Extending Skyulf-Core

Skyulf-core is intentionally simple: calculators learn parameters, appliers apply them.

Add a new preprocessing node

Create a new module in skyulf.preprocessing.
Implement a Calculator and an Applier.
Register the node type string in the FeatureEngineer dispatcher.

Example skeleton

from typing import Any, Dict, Tuple, Union

import pandas as pd

from skyulf.preprocessing.base import BaseApplier, BaseCalculator
from skyulf.utils import pack_pipeline_output, unpack_pipeline_input


class MyNodeCalculator(BaseCalculator):
    def fit(
        self,
        df: Union[pd.DataFrame, Tuple[pd.DataFrame, pd.Series]],
        config: Dict[str, Any],
    ) -> Dict[str, Any]:
        X, _, _ = unpack_pipeline_input(df)
        # Learn something from X...
        return {"type": "my_node", "columns": config.get("columns", [])}


class MyNodeApplier(BaseApplier):
    def apply(
        self,
        df: Union[pd.DataFrame, Tuple[pd.DataFrame, pd.Series]],
        params: Dict[str, Any],
    ) -> Union[pd.DataFrame, Tuple[pd.DataFrame, pd.Series]]:
        X, y, is_tuple = unpack_pipeline_input(df)
        # Apply transformation...
        return pack_pipeline_output(X, y, is_tuple)

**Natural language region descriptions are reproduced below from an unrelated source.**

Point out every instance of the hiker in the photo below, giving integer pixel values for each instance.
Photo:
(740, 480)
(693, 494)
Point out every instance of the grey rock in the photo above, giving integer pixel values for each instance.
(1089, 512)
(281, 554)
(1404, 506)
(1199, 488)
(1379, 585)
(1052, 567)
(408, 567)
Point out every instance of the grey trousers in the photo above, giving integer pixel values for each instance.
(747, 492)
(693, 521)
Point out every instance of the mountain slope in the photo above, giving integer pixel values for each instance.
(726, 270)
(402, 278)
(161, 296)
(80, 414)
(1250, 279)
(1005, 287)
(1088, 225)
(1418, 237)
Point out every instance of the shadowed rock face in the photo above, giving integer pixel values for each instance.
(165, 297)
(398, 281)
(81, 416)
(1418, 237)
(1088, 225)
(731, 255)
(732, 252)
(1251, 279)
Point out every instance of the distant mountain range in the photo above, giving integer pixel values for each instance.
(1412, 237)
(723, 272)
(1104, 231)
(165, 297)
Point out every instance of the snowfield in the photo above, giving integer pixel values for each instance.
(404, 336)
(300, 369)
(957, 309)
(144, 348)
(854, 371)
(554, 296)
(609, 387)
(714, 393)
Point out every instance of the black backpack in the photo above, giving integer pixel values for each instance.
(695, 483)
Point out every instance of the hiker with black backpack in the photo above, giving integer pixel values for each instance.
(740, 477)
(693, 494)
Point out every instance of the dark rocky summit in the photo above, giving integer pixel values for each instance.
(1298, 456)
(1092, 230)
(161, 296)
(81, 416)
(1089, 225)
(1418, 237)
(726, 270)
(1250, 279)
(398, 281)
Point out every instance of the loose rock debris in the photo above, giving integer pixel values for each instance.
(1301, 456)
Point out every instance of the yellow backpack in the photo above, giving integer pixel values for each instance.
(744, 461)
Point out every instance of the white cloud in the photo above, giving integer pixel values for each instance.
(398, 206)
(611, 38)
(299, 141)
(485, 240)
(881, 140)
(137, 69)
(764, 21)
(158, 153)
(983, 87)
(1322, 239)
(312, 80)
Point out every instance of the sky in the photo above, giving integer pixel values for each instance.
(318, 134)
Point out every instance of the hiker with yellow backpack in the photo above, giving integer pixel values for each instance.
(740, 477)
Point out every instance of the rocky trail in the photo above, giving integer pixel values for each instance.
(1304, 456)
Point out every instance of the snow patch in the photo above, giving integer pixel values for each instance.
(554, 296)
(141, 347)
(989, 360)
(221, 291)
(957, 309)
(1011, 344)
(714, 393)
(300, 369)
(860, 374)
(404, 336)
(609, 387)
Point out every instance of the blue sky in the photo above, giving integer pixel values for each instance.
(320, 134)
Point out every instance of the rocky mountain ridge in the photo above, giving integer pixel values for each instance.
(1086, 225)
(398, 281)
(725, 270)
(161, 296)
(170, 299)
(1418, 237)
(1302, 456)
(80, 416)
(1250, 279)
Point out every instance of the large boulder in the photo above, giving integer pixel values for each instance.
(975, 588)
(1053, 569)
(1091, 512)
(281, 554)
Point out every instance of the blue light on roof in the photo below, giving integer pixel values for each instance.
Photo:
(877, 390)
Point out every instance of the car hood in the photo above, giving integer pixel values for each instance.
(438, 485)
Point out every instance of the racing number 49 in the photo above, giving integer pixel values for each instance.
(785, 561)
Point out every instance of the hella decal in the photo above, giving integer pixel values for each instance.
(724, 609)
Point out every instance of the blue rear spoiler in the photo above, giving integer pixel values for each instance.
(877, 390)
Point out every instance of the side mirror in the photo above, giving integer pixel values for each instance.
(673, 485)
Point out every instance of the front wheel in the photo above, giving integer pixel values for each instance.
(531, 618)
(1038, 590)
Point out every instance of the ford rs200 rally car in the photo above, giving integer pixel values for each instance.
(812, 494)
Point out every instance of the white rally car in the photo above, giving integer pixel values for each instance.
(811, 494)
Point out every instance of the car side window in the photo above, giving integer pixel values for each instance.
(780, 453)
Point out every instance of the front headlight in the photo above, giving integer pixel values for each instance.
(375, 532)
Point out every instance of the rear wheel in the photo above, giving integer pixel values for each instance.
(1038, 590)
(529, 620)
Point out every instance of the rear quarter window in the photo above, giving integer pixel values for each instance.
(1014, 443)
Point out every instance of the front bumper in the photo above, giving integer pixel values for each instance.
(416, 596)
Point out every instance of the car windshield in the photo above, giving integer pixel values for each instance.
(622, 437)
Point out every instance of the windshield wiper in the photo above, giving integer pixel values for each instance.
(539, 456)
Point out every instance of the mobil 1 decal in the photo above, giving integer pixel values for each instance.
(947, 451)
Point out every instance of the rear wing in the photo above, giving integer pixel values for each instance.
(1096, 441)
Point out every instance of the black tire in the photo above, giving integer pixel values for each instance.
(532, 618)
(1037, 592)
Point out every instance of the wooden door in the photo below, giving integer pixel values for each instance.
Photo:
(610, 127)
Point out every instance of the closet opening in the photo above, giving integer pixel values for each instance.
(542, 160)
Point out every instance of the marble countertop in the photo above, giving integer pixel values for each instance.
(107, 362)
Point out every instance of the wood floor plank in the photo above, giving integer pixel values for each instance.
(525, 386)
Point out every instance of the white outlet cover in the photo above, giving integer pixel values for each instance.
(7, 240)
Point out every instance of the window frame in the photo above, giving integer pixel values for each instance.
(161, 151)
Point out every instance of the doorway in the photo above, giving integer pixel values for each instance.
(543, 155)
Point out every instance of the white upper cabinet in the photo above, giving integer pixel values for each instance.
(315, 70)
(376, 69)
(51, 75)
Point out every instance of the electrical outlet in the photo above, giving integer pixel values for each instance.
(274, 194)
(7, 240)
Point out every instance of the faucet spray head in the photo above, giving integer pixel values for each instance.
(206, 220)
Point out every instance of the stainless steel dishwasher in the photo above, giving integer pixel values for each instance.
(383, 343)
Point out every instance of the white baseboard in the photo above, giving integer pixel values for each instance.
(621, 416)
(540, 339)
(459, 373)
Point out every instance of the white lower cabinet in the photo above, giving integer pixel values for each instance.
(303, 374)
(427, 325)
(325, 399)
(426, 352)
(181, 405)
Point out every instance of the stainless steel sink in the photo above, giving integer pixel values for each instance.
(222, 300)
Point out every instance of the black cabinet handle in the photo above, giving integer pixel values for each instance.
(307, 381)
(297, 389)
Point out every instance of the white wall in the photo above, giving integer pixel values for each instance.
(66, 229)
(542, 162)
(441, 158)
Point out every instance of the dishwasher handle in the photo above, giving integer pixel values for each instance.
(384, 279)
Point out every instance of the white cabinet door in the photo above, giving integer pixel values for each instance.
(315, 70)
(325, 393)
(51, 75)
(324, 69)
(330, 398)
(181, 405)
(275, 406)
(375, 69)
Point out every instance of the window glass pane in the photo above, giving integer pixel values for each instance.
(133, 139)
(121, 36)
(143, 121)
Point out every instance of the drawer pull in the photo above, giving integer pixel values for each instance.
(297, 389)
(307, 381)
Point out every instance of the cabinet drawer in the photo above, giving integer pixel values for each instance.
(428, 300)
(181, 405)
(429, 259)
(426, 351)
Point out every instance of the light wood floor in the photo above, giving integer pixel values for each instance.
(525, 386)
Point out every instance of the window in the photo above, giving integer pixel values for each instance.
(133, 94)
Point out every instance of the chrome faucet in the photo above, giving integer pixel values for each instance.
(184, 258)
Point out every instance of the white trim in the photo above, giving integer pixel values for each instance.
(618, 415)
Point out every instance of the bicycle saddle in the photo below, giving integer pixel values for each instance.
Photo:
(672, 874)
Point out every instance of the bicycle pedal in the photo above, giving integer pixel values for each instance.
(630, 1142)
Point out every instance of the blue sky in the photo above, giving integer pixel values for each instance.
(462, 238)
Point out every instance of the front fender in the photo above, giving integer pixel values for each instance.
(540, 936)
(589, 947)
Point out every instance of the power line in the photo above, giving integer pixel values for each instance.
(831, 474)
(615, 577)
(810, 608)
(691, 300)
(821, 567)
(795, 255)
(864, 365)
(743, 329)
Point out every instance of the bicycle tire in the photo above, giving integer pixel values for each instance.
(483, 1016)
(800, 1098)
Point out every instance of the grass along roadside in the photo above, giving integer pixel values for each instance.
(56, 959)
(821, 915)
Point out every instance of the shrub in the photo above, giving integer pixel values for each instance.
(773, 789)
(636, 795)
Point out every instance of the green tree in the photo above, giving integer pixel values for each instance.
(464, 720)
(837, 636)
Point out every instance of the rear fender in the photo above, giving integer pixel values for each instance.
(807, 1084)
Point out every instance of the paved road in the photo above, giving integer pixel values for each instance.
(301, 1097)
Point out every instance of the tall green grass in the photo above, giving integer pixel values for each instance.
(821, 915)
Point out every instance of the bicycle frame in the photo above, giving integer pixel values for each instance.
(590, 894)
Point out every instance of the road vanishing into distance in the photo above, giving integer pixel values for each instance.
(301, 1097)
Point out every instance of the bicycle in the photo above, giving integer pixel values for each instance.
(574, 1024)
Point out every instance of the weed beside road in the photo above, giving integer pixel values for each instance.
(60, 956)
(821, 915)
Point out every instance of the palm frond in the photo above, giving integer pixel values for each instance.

Add a new modeling estimator

Implement a new BaseModelCalculator and BaseModelApplier (or subclass SklearnCalculator/SklearnApplier).
Add a mapping entry in SkyulfPipeline._init_model_estimator().

Testing guidance

Prefer integration tests that run:

Calculator.fit → Applier.apply on a small synthetic dataframe.